Local council votes to live in fantasy world
Hackney Council yesterday voted to live in a world where Boris is not PM. and everything is just fine and dandy.
A statement from the council read: “Following several important town hall meetings; we decided as a council that the world is fucked. Some of the contributing factors to this being, the pending no-deal Brexit, the likelihood of climate armageddon and the state of global politics. To address this, we’ve decided to create our own fantasy world where everything is great”.
Herman Mazeltov, Labour leader of the council, told us “We live in a post-truth world anyway where politicians make everything up. We may as well pretend everything is how we’d like it.”
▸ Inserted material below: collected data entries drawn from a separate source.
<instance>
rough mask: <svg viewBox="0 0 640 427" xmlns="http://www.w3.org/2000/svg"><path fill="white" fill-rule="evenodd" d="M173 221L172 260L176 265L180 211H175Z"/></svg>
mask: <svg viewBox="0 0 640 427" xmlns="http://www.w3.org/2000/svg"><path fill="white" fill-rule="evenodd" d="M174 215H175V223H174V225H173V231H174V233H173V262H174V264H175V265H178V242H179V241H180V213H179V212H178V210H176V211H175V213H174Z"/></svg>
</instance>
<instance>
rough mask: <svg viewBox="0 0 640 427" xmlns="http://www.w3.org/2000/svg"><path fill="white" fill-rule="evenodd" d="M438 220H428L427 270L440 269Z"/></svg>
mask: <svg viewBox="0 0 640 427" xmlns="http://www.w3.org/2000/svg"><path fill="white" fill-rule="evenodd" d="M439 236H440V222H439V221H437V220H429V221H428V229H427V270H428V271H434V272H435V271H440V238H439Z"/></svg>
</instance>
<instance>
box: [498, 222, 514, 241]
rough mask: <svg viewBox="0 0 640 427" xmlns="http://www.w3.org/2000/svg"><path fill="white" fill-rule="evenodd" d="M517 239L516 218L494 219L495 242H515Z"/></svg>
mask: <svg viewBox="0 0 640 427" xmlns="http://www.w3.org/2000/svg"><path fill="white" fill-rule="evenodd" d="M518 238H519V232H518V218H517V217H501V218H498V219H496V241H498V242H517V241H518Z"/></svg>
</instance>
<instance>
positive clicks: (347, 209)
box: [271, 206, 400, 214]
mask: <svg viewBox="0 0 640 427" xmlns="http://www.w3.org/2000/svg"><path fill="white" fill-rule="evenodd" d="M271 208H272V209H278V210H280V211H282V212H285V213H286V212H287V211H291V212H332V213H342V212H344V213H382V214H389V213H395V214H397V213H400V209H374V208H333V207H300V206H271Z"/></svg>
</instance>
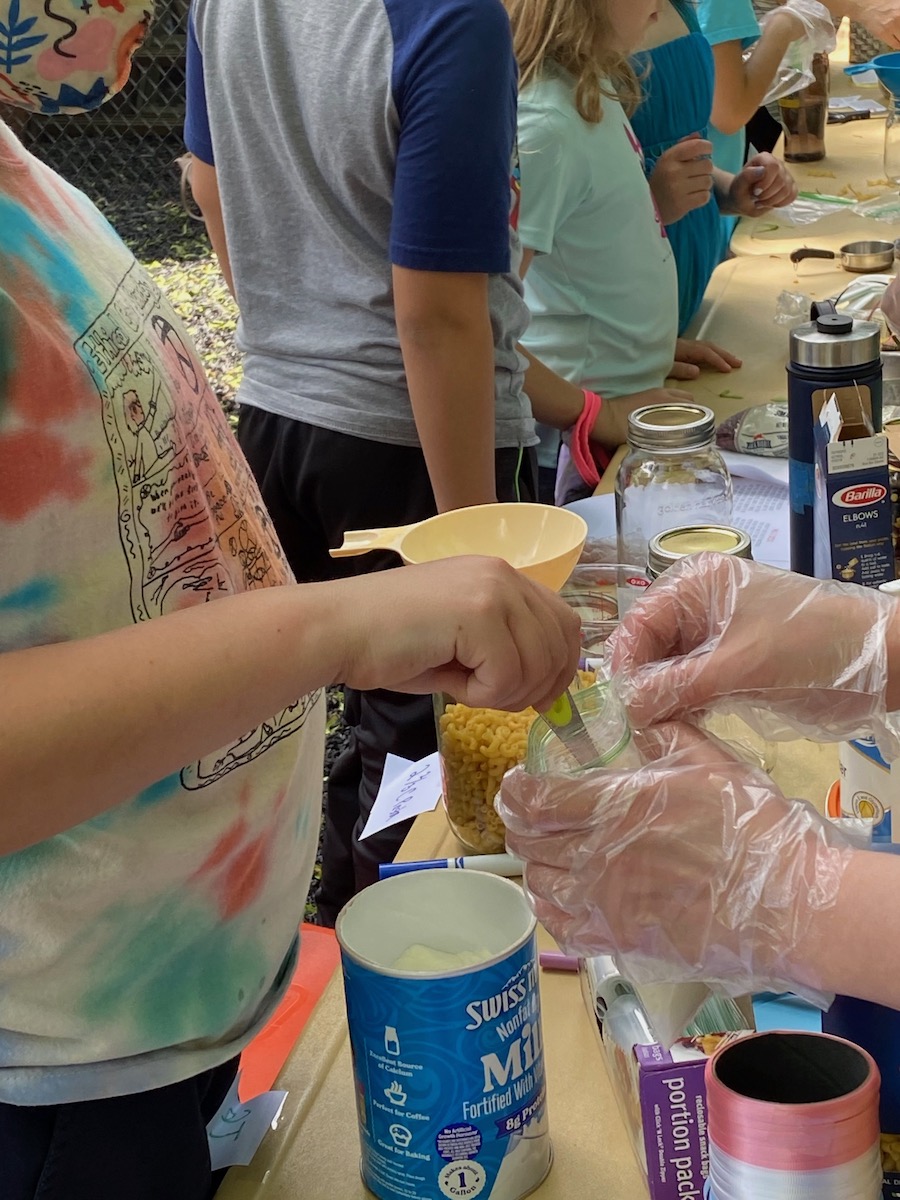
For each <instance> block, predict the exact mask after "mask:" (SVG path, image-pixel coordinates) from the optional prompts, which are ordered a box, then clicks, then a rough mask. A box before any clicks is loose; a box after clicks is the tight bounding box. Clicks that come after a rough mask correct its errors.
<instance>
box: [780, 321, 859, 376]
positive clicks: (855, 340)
mask: <svg viewBox="0 0 900 1200" xmlns="http://www.w3.org/2000/svg"><path fill="white" fill-rule="evenodd" d="M880 359H881V329H880V326H878V325H877V324H876V323H875V322H874V320H854V319H853V318H852V317H848V316H846V313H841V312H834V313H830V312H829V313H823V314H822V316H820V317H817V318H816V319H815V320H809V322H806V324H805V325H798V326H797V329H792V330H791V362H794V364H797V366H802V367H826V368H828V367H862V366H866V365H868V364H869V362H877V361H878V360H880Z"/></svg>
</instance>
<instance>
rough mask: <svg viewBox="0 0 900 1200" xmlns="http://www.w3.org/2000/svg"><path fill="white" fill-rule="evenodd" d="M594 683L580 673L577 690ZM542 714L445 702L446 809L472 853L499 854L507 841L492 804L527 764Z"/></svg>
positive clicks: (443, 721)
mask: <svg viewBox="0 0 900 1200" xmlns="http://www.w3.org/2000/svg"><path fill="white" fill-rule="evenodd" d="M594 679H595V676H594V673H593V672H590V671H580V672H578V677H577V686H580V688H587V686H588V685H589V684H592V683H593V682H594ZM536 716H538V714H536V712H535V710H534V709H533V708H527V709H524V712H521V713H504V712H502V710H499V709H496V708H468V707H467V706H466V704H457V703H454V702H452V701H449V700H448V702H446V704H445V707H444V710H443V713H442V714H440V716H439V719H438V742H439V746H440V773H442V778H443V781H444V806H445V808H446V816H448V820H449V821H450V824H451V827H452V829H454V833H455V834H456V836H457V838H458V839H460V841H461V842H463V845H464V846H467V847H468V848H469V850H474V851H476V852H478V853H481V854H494V853H498V852H500V851H502V850H503V848H504V846H505V841H506V832H505V829H504V827H503V822H502V821H500V818H499V817H498V816H497V812H496V811H494V806H493V802H494V797H496V796H497V792H498V791H499V787H500V781H502V779H503V776H504V775H505V774H506V772H508V770H510V769H511V768H512V767H516V766H517V764H518V763H521V762H524V758H526V749H527V746H528V733H529V731H530V728H532V725H533V724H534V721H535V719H536Z"/></svg>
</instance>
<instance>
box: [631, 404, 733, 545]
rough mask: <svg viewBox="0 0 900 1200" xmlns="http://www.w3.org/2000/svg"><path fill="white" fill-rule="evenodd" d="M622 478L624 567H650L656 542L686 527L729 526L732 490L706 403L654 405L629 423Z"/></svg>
mask: <svg viewBox="0 0 900 1200" xmlns="http://www.w3.org/2000/svg"><path fill="white" fill-rule="evenodd" d="M628 444H629V452H628V454H626V455H625V457H624V458H623V461H622V466H620V467H619V472H618V475H617V476H616V528H617V533H618V557H619V562H620V563H646V562H647V551H648V545H649V541H650V539H652V538H653V536H654V535H655V534H658V533H665V530H666V529H673V528H674V527H677V526H684V524H710V523H713V524H728V523H730V522H731V512H732V485H731V475H730V474H728V468H727V467H726V466H725V460H724V458H722V456H721V455H720V454H719V451H718V450H716V448H715V416H714V415H713V410H712V409H710V408H706V407H704V406H703V404H686V403H685V404H648V406H647V407H644V408H638V409H636V410H635V412H634V413H631V414H630V415H629V419H628Z"/></svg>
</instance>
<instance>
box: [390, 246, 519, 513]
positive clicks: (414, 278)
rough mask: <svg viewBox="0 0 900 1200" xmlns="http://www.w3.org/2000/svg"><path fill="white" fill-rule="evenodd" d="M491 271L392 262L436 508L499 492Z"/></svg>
mask: <svg viewBox="0 0 900 1200" xmlns="http://www.w3.org/2000/svg"><path fill="white" fill-rule="evenodd" d="M487 286H488V284H487V276H486V275H478V274H456V272H450V271H416V270H410V269H408V268H402V266H395V268H394V305H395V310H396V316H397V332H398V335H400V346H401V350H402V353H403V365H404V367H406V372H407V385H408V388H409V400H410V402H412V406H413V415H414V416H415V426H416V431H418V433H419V440H420V443H421V448H422V452H424V454H425V461H426V463H427V464H428V475H430V478H431V486H432V490H433V492H434V499H436V500H437V505H438V511H440V512H444V511H446V510H448V509H458V508H464V506H466V505H469V504H491V503H493V502H494V500H496V499H497V486H496V479H494V454H493V451H494V348H493V335H492V331H491V316H490V310H488V301H487Z"/></svg>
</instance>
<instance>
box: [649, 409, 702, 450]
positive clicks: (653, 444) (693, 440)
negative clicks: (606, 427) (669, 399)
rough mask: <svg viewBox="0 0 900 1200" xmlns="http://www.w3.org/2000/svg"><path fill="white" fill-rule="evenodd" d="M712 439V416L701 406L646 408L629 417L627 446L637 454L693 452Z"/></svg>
mask: <svg viewBox="0 0 900 1200" xmlns="http://www.w3.org/2000/svg"><path fill="white" fill-rule="evenodd" d="M714 437H715V415H714V414H713V410H712V408H707V407H706V406H704V404H646V406H644V407H643V408H636V409H635V412H634V413H630V414H629V419H628V440H629V445H631V446H636V448H637V449H640V450H694V449H696V448H698V446H703V445H708V444H709V443H710V442H712V440H713V438H714Z"/></svg>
To make the fantasy more convincing, everyone in Hackney has agreed to accept the same shared fantasy.
David Hasselon, a resident of Hackney, told us. “I’m so pleased that Obama was elected world president and that all fossil fuels will be eliminated by 2022 around the world.
Sheila Shoreditch from Dalston was happy with the way West Ham had started their new season. She told us: “10 wins out of 10, it looks like we finally have a shot at winning the league.”
Ronald David, regular at the Games Workshop on Hackney High Road, was especially excited “I got laid four times last week” he told us. Hackney council confirmed to us that this was not part of the fantasy and that Ronald would not be getting laid any time soon in any alternate reality.